All young Black men get “The Talk” at one point or another.

It’s filled with pointers and suggestions about how to handle police encounters when walking, driving, or just breathing while Black. My mother gave my younger brother and me The Talk when we turned 12, and 15 years later I gave it to my little brother “M.” If you’ve never had it and/or have to give it,

It boils down to these six essential tips:

Image captured by Kwesi Abbensetts

You will be looked at as a criminal

I explained to “M” that it doesn’t matter how you dress, act, or talk, in the eyes of most if not all police officers, you’re a criminal.

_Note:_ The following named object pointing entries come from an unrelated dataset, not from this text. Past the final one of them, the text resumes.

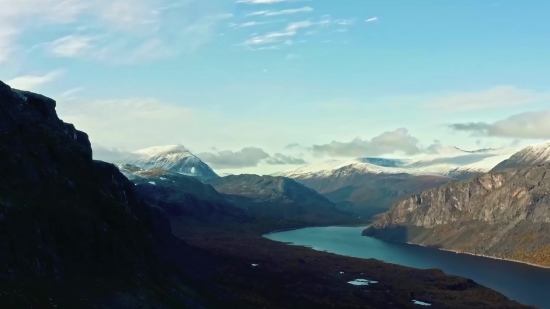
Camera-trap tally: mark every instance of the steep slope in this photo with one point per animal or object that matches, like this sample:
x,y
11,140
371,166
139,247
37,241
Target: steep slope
x,y
372,185
183,198
66,221
279,197
73,234
370,193
529,156
504,214
173,158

Keep your hands by your sides

Many Black men have been murdered because their hands were moving or twitching nervously around police. Maybe it’s because they think we all pack 9mm’s or have the strength and skill of Floyd Mayweather. Nevertheless, keep your hands still and visible.

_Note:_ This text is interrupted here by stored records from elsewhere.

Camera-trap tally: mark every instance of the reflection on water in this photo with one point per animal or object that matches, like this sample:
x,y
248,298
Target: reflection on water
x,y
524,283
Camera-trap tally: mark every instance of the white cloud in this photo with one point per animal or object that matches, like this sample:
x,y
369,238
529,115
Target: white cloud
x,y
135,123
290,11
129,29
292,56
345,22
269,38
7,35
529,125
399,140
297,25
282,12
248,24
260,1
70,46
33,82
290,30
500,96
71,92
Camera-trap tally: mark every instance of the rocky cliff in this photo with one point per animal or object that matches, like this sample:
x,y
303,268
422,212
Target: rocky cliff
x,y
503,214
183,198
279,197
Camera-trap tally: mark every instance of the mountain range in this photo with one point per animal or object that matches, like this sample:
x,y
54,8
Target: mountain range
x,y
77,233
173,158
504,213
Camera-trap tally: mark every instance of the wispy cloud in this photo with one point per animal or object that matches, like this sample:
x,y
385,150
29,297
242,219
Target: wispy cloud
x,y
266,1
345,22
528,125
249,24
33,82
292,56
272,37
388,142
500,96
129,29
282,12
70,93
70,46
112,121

Talk cool and keep eye contact

When talking with police, maintain a cool, calm voice —kind of like Snoop Dogg — and keep your eyes locked on the officer. These small gestures project a sense of honesty, like “See officer so and so, I’m an ordinary Negro, not a super gangster like you think I am .”

Don’t roll with too many homies

When I was younger, me and my guys would never “roll four deep” (or have four or more passengers in the car).

That just screams to an officer, “Please pull us over.”

If four or more of us had to go to somewhere, we would either walk, take a cab, or just meet up later.

Pull over in public

If you’re flagged down while driving, try your best to pull over around people. Why? Well you want witnesses just in case your traffic stop goes awry. More than one witness can help you in court if the police say you “assaulted” them. Speaking of police trustworthiness…

No warrant, no search

Under no circumstance should you allow a police officer to search your car without a warrant. Why? Well, for one, it’s your right. Two, you don’t want the cops to magically “find” an eight-ball of coke or a weapon used in a commission of a crime. I’ve read too many reports of police planting evidence on Black people during traffic stops to not always follow this rule.


After I gave The Talk to “M,” he was blown away.

He asked me:

“Is it always going to be like this for Black people?”

I looked at him, gave a big sigh and said, “I don’t know man.”

It’s a shame that we have to pass along these tips to our children to ensure their survival (and even then, we don’t know if they will survive). They should be concerned with getting a great education and growing to be upstanding adults, not figuring out how to walk away unscathed from an encounter with the police.

However optimistic this sounds, my hope is that “M” will never have to sit down with a young Black person and give him or her The Talk.